Betancourt Y Mouna, Augustin De
Betancourt Y Mouna, Augustin De
(b. Tenerife, Canary Islands, 1758; d. St. Petersburg, Russia, 14 July 1824)
physics, engineering.
Betancourt was a descendant of the Norman navigator Jean de Béthencourt, who discovered the Canary Islands in 1402. After completing his studies in Paris, he was sent by the Spanish government to France, England, Germany, and Holland to study methods of shipbuilding, navigation, mechanics, and using steam engines. He brought back a number of drawings and models which formed the nucleus of the scientific cabinet of the king of Spain. While in France he submitted two important reports to the Académie des Sciences of Paris. In the first he revealed to the Continent the double-action steam engine, which he had observed in action in England. This memoir led Jacques-Constantin Périer to construct the first double-action steam engine in France.
In the second report (1790), Betancourt gave the results of a series of measurements establishing the relation of temperature and steam pressure. This was the first work of its kind, but Betancourt underestimated the importance of the disturbances caused by the presence of even a minimum quantity of residual air.
After another trip to England to study its mining industry Betancourt returned to France. There he became interested in the optical telegraph invented by Claude Chappe, and constructed a line from Madrid to Cadiz. He was then entrusted with the organization of a school of civil engineering in Spain, and became its inspector general. Disturbances in Spain led him to settle temporarily in Paris, where he became well known, especially for a system of water-saving locks.
In 1808 Betancourt accepted an offer from the Russian government, and on 30 November was made chief of staff of the czar’s retinue. In Russia he improved the arms industry and constructed bridges using a new system of arches. In collaboration with Carbonnier, Betancourt built the riding school of Moscow, which was then the largest hall without inner supports; the span of its roof was said to be forty meters. He also constructed the aqueduct of Taïtzy and set up a state paper industry. In 1810 a school of civil engineering was founded in St. Petersburg, and Betancourt became its inspector as well as a professor; in 1819 he was made director of the Central Administration of Civil Engineering.
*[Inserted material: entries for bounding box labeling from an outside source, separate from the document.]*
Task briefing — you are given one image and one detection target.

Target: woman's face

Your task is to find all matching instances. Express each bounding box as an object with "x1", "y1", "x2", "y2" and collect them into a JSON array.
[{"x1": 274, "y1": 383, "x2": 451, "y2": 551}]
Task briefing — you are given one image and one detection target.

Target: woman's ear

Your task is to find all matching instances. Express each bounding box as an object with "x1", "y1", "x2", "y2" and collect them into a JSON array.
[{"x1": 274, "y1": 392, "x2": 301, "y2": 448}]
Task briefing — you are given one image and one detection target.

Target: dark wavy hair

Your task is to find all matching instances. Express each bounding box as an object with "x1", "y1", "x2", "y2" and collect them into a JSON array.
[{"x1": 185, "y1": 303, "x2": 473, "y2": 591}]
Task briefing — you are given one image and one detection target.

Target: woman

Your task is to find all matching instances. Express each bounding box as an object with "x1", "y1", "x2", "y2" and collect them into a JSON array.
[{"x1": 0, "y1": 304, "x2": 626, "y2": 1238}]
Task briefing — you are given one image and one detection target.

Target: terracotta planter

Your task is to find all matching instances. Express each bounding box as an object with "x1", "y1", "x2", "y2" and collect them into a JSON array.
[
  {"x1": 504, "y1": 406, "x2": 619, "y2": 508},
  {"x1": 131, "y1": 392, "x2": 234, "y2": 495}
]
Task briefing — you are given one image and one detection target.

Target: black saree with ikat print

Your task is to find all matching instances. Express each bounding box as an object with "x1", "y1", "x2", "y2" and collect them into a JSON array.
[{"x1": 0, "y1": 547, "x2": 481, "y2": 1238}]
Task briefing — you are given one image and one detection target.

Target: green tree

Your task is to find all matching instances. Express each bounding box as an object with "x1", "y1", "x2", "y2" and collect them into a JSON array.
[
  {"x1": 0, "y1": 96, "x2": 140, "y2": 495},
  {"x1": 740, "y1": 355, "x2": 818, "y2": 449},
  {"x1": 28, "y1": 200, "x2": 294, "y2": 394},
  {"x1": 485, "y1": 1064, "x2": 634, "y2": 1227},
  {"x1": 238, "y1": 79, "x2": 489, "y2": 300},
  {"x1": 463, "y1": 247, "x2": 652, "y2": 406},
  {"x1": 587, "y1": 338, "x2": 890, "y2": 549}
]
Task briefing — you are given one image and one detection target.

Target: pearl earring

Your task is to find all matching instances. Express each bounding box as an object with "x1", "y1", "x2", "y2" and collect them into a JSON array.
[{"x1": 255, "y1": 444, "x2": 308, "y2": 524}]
On 22 August 1822 Betancourt was summarily retired when an official investigation revealed numerous irregularities in the running of the Central Administration of Civil Engineering. Undoubtedly he was simply caught up in a general wave of reform, for he did not lose the czar’s favor. He was in the midst of rebuilding St. Isaac’s Cathedral when he died.
BIBLIOGRAPHY
1. Original Works. Among Betancourt’s works are Mémoire sur la force expansive de la vapeur de l’eau (Paris, 1790); Mémoire sur un nouveau systéme de navigation intérieure (n.p., n.d. [Paris. ca. 1808]); and Essai sur la composition des machines (Paris, 1808, 1819), written with Lanz. See also the Procés-verbaux des séances de I’Académiedes Sciences tenues depuis la fondation de l’Institut jusqu’au mois d’août 1835, 10 vols. (Hendaye, 1910–1921); I, 306 (11 Frimaire an VI): 308, 309, 313 (16 Frimaire an VI): 353 (11 Ventose an VI): 373–375 (21 Germinal an VI); III, 504 (2 March 1807); 563 (17 August 1807); 581–585 (14 September 1807): IV. 77 (13 June 1808); 78 (20 June 1808): 88 (8 August 1808), the presentation of the memoir “Nouveau système de navigation…”; 279 (27 November 1809): 286 (5 December 1809), Betancourt’s election as corresponding member of the Premiére Classe of the Institut; 331 (12 March 1810): V1, 233 (3 November 1817); 395 (21 December 1818); 448 (10 May 1819); VII, 9 (31 January 1820); VIII, 131 (30 August 1824, 6 September 1824, the latter a replacement).
II. Secondary Literature. Works on Betancourt are Jean-Baptiste-Joseph Delambre, “Rapport sur un nouveau télégraphe de l’invention des citoyens Breguet et Bétancourt” (read 21 Germinal an VI), in Mémoires de I’Institute, 1st ser., 3 , pt. 1 (an IX), Histoire, 22–32; Sebastián Padrón Acosta, El ingeniero Augustin de Bethencourt y Molina (Tenerife, 1958): Jacques Payen. “Bétancourt et I introduction en France de la machine à vapeur à double effet (1978),” in Revue d’histoire des sciences, 20 (1967), 187–198, an edition of “Mémoire sur une machine à vapeur à double effet” (read before the Académie Royale des Sciences on 16 December 1789); and Antonio Ruiz Álvarez. “En torno al ingeniero canario don Augustin de Bethencourt y Molina,” in El museo canario nos. 77–84 (1961–1962), 139–147.